Acute effects of an oral supplement of (-)-epicatechin on postprandial fat and carbohydrate metabolism in normal and overweight subjects

Abstract

Postprandial hyperglycemia, in particular when accompanied by excessive hypertriglyceridemia, is associated with increased cardiovascular risk, mainly in overweight or obese subjects, as it favors oxidative stress, systemic inflammation and endothelial dysfunction. Thus, treatments that favorably modulate metabolism by reducing steep increases in postprandial serum glucose and triglycerides, are of considerable interest. Evidence suggests that (-)-epicatechin (EPI) is responsible for reductions in cardiometabolic risk associated with chocolate consumption; these effects may be associated with favorable effects of EPI on postprandial metabolism.

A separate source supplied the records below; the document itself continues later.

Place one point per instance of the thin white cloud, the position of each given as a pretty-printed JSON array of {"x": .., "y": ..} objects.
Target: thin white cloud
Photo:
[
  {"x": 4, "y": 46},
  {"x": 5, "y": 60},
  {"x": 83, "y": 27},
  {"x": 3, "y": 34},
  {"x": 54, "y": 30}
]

The aims of this study were to assess the effects of EPI on postprandial metabolism in normal-weight and overweight/obese subjects. Twenty adult volunteers (normal and overweight) underwent oral metabolic tolerance tests in the absence and presence of oral EPI (1 mg kg(-1)). Metabolic responses were examined using indirect calorimetry and determining blood glucose and triglycerides at 0, 2 and 4 hours after metabolic load ingestion. Results show that EPI increased postprandial lipid catabolism, as evidenced by a significant decrease in the respiratory quotient, which implies an increase in fat oxidation. The effect was associated with significantly lower postprandial plasma glucose and triglycerides concentrations. The effects were more prominent in overweight subjects. In conclusion, EPI modulates postprandial metabolism by enhancing lipid oxidation accompanied by reductions in glycemia and triglyceridemia.

Figures

Figure 1

Respiratory coefficient chart and theoretical curve switch in metabolism meal ingestion. The respiratory coefficients usually vary from 1.0 (representing the value expected for pure carbohydrate oxidation) to ~0.7 (the value expected for pure fat oxidation).

Figure 2

Respiratory quotient values and estimated percent kilocalories obtained from fat oxidation in (A, C) normal (n=12) and (B, D) overweight (n=8) subjects, recorded at 0, 2 and 4 hours during the OMTT. Data are expressed as mean ± SD, p values by paired t-tests, where *p <0.05. As seen, the postprandial increase in RQ was significantly attenuated and lipid catabolism was enhanced by EPI in both groups.

Figure 3

Comparison of percent change in lipid oxidation, at 2 hours after meal ingestion (vs. fasting state) between (A) normal (n=12) and (B) overweight (n=8) subjects. Non-parametric analyses were performed to compare differences between means. Postprandial fat oxidation in overweight subjects decreased more than among the normal subjects in the absence of EPI. However, with EPI supplementation such decrease was blunted.

Figure 4

Comparison of lipid oxidation between normal and high body fat subjects, 2 hours after meal ingestion. Lipid oxidation was significantly increased in high body fat subjects. Data are expressed as mean ± SD, p values by paired t-tests.

Figure 5

Comparison of glycemia between normal and high adiposity subjects, 2 hours after meal ingestion. Glycemia was significantly attenuated in high adiposity subjects. Data are expressed as mean ± SD, p values by paired t-tests.

Figure 6

Comparison of triglyceridemia between normal and high body fat subjects, 2 hours after meal ingestion. Triglyceridemia was attenuated in high adiposity subjects. Data are expressed as mean ± SD, p values by paired t-tests.